To convince the German people that it is threatened, as in 1914, and that its very existence is imperiled.

To convince public opinion at home and abroad that the Third Reich is invincible and that neither threats nor any human power can arrest it in the pursuit of its vital interests.

Nothing is neglected which may give the German people such confidence in its own might as to allow it to await the future with calmness, to resist attacks of all kinds and to break through any obstacles which may impede its path.

I will try to show elsewhere how this propaganda is conducted. It is not without interest to ask oneself what motives have inspired it. It is probable that the rulers of the Reich are endeavouring to allay the fears which spread through the population when military preparations are, as at the present moment, greatly intensified.

On every side I am informed of what amounts to a recrudescence of the war psychosis which had manifested itself last September.
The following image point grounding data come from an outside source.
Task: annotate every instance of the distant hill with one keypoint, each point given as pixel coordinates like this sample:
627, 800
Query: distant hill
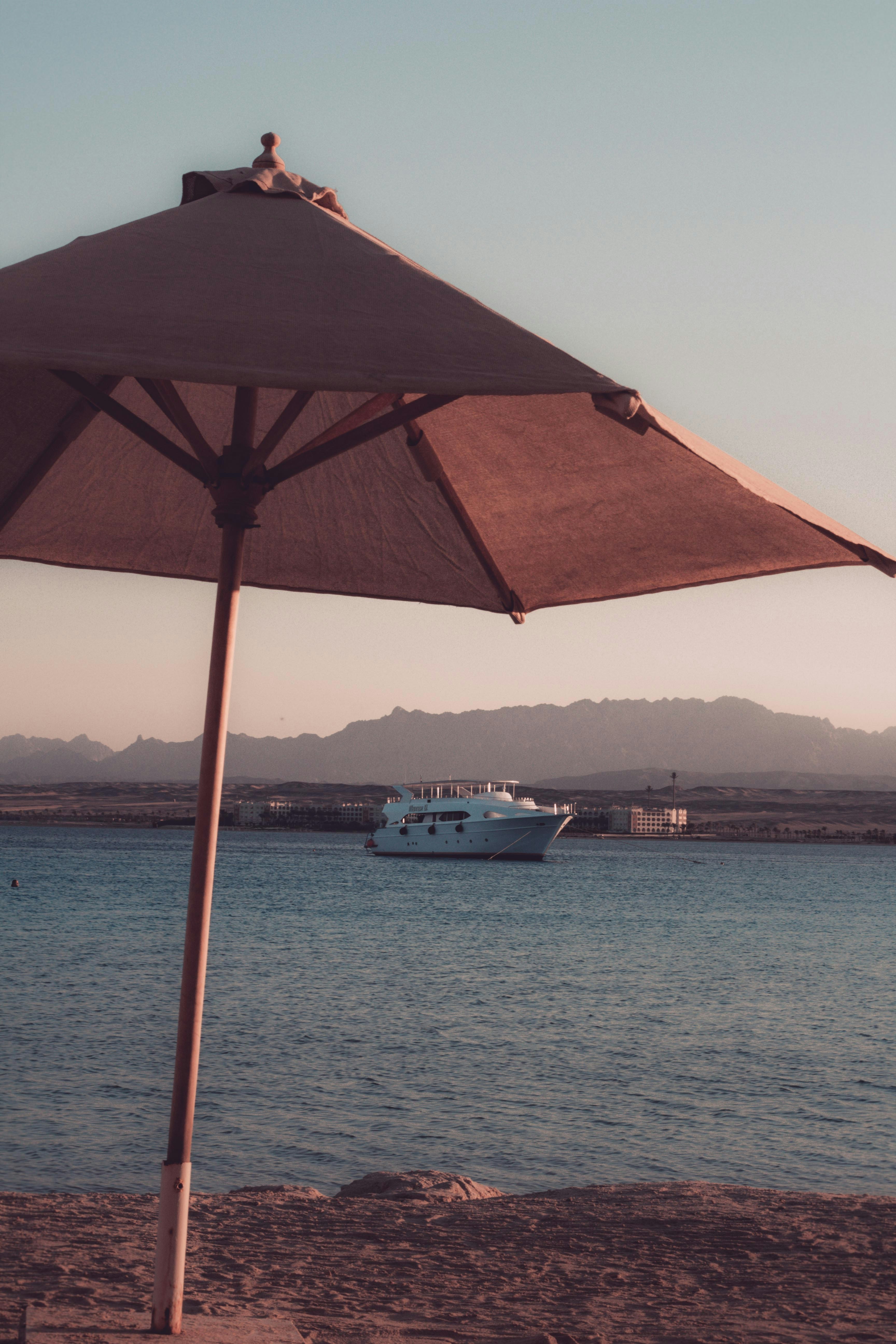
17, 748
709, 743
635, 781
The anxiety to allay the general alarm is particularly shown by the persistence of the efforts to convince the people that there is no danger of air-raids.

On the other hand, at a time when the German military preparations are being intensified and accelerated, when clashes between the Poles and the members of the German minority seem to multiply, when polemics regarding Danzig are being resumed, the Nazi leaders are doubtless anxious to impress foreign opinion with the conviction that Germany is now once again prepared to go to any lengths, if necessary, in order to obtain satisfaction and show that the Reich would not give way, even if faced by the coalition the crowning-piece of which would be a Franco-Anglo-Russian agreement.

At the same time the possibility must not be ignored that the leaders of the Third Reich may have wished to stimulate the somewhat failing enthusiasm of their people and to convince them that, their existence being threatened, they must defend themselves and that it is not so much a question of the Germans "dying for Danzig" as of their fighting for the life of the German people itself.

The military activity displayed by the Third Reich since June has all the time called for the greatest vigilance on our part. The tone now adopted by its Press must make us more vigilant still and as resolute as ever.